Wednesday, March 14, 2018

Renaissance Flourish

Sometimes, I buy a stamp or stamp set for sentimental reasons. This always generates creative issues because stamps purchased for sentimental reasons often don't make me happy when I start to make cards with them.

I like the idea of the set, not working with the actual set.


Such is the case with Shakespearean Poetry from Hero Arts. I adore the idea of this set but have struggled mightily to make satisfyingly LateBlossom-y cards using it. When I saw this card by Rosemary Dennis in Take Ten, however, I decided to give the set another try.

At first glance, this choice may seem out of left field. Rosemary's card has a lovely, natural, rustic feel combined with Papertrey's Dot Spot, which is so delightfully geometric. The tension between those two styles works perfectly in Rosemary's card, but why in the world would it make me think "Renaissance flourish"?

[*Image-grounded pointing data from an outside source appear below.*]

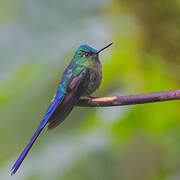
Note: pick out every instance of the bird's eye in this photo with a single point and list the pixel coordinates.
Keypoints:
(86, 54)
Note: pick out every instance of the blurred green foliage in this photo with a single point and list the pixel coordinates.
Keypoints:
(37, 41)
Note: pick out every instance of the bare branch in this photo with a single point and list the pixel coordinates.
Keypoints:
(129, 100)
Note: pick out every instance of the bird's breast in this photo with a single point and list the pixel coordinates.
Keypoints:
(94, 79)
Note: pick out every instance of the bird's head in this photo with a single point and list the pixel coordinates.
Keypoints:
(87, 56)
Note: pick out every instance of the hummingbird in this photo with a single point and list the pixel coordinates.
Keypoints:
(81, 78)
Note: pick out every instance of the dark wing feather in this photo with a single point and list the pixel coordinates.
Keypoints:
(74, 91)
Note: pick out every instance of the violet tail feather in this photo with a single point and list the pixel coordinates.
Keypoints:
(49, 112)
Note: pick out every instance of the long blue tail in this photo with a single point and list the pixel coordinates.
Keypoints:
(49, 112)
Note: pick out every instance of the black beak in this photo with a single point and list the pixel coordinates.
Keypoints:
(103, 48)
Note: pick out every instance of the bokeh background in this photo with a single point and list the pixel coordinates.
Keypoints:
(37, 41)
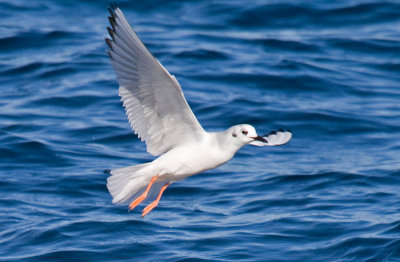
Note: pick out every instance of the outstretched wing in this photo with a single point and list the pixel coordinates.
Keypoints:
(155, 105)
(274, 138)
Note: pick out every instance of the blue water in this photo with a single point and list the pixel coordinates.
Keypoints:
(329, 71)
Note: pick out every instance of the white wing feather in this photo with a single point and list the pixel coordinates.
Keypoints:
(155, 105)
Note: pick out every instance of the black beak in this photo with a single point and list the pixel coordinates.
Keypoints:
(259, 138)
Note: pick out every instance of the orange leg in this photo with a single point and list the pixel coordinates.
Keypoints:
(155, 202)
(144, 195)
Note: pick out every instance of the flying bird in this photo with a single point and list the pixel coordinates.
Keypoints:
(160, 115)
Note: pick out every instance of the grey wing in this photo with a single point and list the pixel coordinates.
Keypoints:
(155, 105)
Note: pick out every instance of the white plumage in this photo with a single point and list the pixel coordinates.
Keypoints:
(159, 113)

Well, that great layout is incredibly versatile and can be adapted to any number of styles. It focuses on a stamped background with a clean border demarcated by a ribbon. You could use all sorts of stamps for this...including the large flourish in Shakespearean Poetry, and here's the result.

How very satisfying! Note that I switched from portrait to landscape orientation for the card. Now, I don't care what your orientation is, truly, but sometimes stamps work better oriented one way and sometimes they work better oriented another way. That big flourish works better oriented horizontally, and we shan't judge it for that.

Rosemary works with squares and circles and dots and lots of asymmetry on her card, all to excellent effect. But my big stamp needed a bigger panel, which in turn required symmetrical matting. Tweaks like these are de rigueur in adapting layouts. Go with them. Flow. It's fun!

The aquamarine and charcoal inks, combined with satin ribbon and pearls, make an elegant statement, don't they? I love how the basic layout of Rosemary's card works equally well for both her rustic, dotty interpretation and my elegant Renaissance flourish.

When you're looking at a layout for inspiration, don't be at all afraid to experiment with a completely different style and whatever tweaks you need to make that work.

You might end up with a flourish!

Mercy, grace, peace, and love (and apologies for the very bad last sentence),

stamps: Hero Arts Shakespearean Poetry, Clear and Simple sentiment
ink: Hero Arts charcoal and ocean
paper: Papertrey white
accessories: satin ribbon, half pearls, ScorTape (to attach ribbon), dimensionals, scallop scissors (to snip the corners of the stamped panel)


  1. That is exactly why I can't impulse-purchase stamps—so often what I love about them is the idea, and if I let a set sit on my wish list for a few months before I revisit it, I'll realize that I wouldn't actually use it much, no matter how much I like its concept.

    I like how you've converted the layout, and it's a great use for those tricky flourishes. Now I'm imagining what the same design would look like embossed in gold on a deep crimson card base. Ooh!

  2. Ah - you put to words my problem. I too buy sets that I like for sentimental reasons...though until just now I didn't realize that is why I bought them (but struggled to actually use them). Now I have to think about that and see what it means to me. Thank you!!

    Your card is beautiful! Awesome use of the stamp and the colors are divine!